An Open Offer to State Regulators Regarding Workers’ Recovery
Some people might call it a bribe. I prefer to call it “incentivization”, even though spell check insists that isn’t a real word. At any rate, it is an important cause, and I am willing to put it all on the line. I am willing to pay my entire life savings, about $20, to make it happen.
I’ve made no secret that I advocate a significant shift in the way workers’ compensation works. We have become mired in process and short term views, and in so doing have lost sight of the end game. We are spending much more, and getting less for the effort. Employers and workers are being hurt by this. I believe that the industry needs to shift focus from process to return; from compensation to recovery. And that would start by renaming the entire industry.

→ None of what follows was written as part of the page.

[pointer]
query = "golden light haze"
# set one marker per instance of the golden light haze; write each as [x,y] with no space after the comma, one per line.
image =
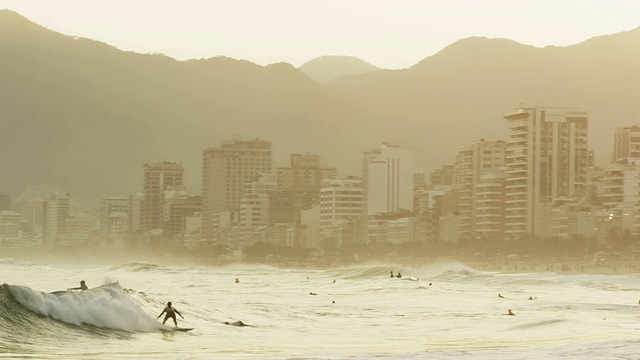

Workers’ Compensation needs to be called Workers’ Recovery. While much more needs to be done, this is a critical first step. After all, words mean things – even if spell check disagrees by indicating I am a blithering idiot.
Obviously the regulators are the key in this process. They often have their legislature’s ear. Often, but not always. I am no fool, and realize that this is not guaranteed. I am sure some regulators would love to have their legislature’s ear, or any other body part for that matter. And a rubber mallet or vice-grip. While getting things done would be much easier if they had a different body part and the appropriate “tools of influence”, we will, for our purposes, have to settle for the ear and hope for the best.
Therefore, I am offering, to the first regulator that can shepherd this industry name change through their legislature, the princely sum of $20.
Yep, that’s right, 20 clean, crisp, unmarked $1 bills, placed in a plain envelope and taped to the bottom of their mailbox, just for being the first to successfully rename their division and related industry “Workers’ Recovery”.
I got this idea at a recent committee meeting of the IAIABC, where we were discussing return to work issues. I mentioned to the group that if I were “King for a Day”, I would rename the entire industry “Workers’ Recovery”, as I felt “compensation” today puts the wrong emphasis on the process. A woman from one jurisdiction, who clearly does not understand the concept of temporary autonomous rule, promptly informed me thusly that they were statutorily bound to operate under the name workers’ compensation, and therefore would continue to use workers’ compensation, and I could do nothing about it, and that is all there is to it, and I was a blithering idiot (ok, she didn’t actually say I was an idiot, but there was the same vibe I get from my spell check). It was a verbal pantsing if I’ve ever experienced one.
But she was right. I will not be King for a Day. I am a blithering idiot. And the laws need to change. We need the regulators of the various state agencies to pick up this issue and lead the charge in their respective jurisdictions. This will require statutory changes, and we need to fire up the legislative sausage grinder to get this going. The regulators can define the issue and show us the way. It goes without saying, of course, the first one through will be twenty dollars richer for the effort. They will have happily earned my entire retirement nest egg.
They will also need to agree to let my wife and me spend our golden years in their back bedroom, but we can work those details out later.
So how about it Mr./Ms. Commissioner/Director/CEO? Let’s do this thing. Which one of you will be first in the nation to put our industry on the path to recovery by naming it Workers’ Recovery? Which one of you will lead?